FunASR Tutorial

This guide covers everything from installation to advanced usage — streaming ASR, speaker diarization, emotion detection, and model export.

Installation

FunASR can be installed from PyPI or from source. The source install is recommended to get the latest bug fixes and new model support.

pip install funasr

# Install from source (recommended for latest features)
pip install git+https://github.com/modelscope/FunASR.git

FunASR automatically downloads models from ModelScope (default) or HuggingFace. Set hub="hf" to use HuggingFace.

Speech Recognition (Offline)

The most common use case: transcribe a complete audio file. FunASR's AutoModel provides a unified interface for all models. Combined with a VAD model, it handles audio of any length by automatically segmenting it into manageable chunks.

Paraformer — Chinese/English ASR

Paraformer is a non-autoregressive model optimized for Chinese speech recognition. It offers the best balance of accuracy and speed for production use.

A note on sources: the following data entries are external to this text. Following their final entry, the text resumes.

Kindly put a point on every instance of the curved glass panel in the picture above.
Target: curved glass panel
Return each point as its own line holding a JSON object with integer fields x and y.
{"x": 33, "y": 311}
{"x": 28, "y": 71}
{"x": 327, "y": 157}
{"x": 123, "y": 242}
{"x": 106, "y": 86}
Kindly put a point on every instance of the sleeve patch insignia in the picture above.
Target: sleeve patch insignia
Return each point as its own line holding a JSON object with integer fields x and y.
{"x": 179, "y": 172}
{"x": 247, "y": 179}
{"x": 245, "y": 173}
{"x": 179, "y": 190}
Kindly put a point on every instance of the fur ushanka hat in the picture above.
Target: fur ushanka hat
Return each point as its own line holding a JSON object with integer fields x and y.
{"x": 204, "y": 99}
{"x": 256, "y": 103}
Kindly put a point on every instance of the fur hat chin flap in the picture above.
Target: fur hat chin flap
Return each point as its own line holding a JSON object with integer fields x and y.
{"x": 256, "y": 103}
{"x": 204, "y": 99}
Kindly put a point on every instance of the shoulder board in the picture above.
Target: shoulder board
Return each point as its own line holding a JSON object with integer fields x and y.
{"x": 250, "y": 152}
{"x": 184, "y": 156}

from funasr import AutoModel

model = AutoModel(
    model="paraformer-zh",
    vad_model="fsmn-vad",
    vad_kwargs={"max_single_segment_time": 60000},
    punc_model="ct-punc",
    # spk_model="cam++",  # uncomment for speaker diarization
)
res = model.generate(input="audio.wav", batch_size_s=300, hotword='魔搭')
print(res)

Key parameters:

OOM (Out of Memory)? Reduce batch_size_s, or reduce max_single_segment_time in vad_kwargs. For extremely long segments, set batch_size_threshold_s=30 to force batch_size=1 when a segment exceeds this threshold.

Fun-ASR-Nano — 31 Languages

Fun-ASR-Nano is the latest end-to-end ASR model trained on tens of millions of hours of real speech data. It excels at:

Basic Usage

from funasr import AutoModel

model = AutoModel(
    model="FunAudioLLM/Fun-ASR-Nano-2512",
    trust_remote_code=True,
    remote_code="./model.py",
    vad_model="fsmn-vad",
    vad_kwargs={"max_single_segment_time": 30000},
    device="cuda:0",
    hub="hf",
)
res = model.generate(
    input=["audio.wav"],
    cache={},
    batch_size=1,
    hotwords=["keyword1", "keyword2"],
    language="中文",  # or "英文", "日文", etc.
)
print(res[0]["text"])        # recognized text
print(res[0]["timestamps"])  # character-level timestamps

The output includes timestamps — a list of dictionaries with token, start_time, and end_time (in seconds) for each character.

With Speaker Diarization

Add spk_model and punc_model to get per-sentence speaker labels. The output sentence_info contains text, timestamps, and speaker ID for each sentence.

model = AutoModel(
    model="FunAudioLLM/Fun-ASR-Nano-2512",
    trust_remote_code=True,
    remote_code="./model.py",
    vad_model="fsmn-vad",
    vad_kwargs={"max_single_segment_time": 30000},
    spk_model="cam++",
    punc_model="ct-punc",
    device="cuda:0",
    hub="hf",
)
res = model.generate(input=["meeting.wav"], cache={}, batch_size=1, language="中文")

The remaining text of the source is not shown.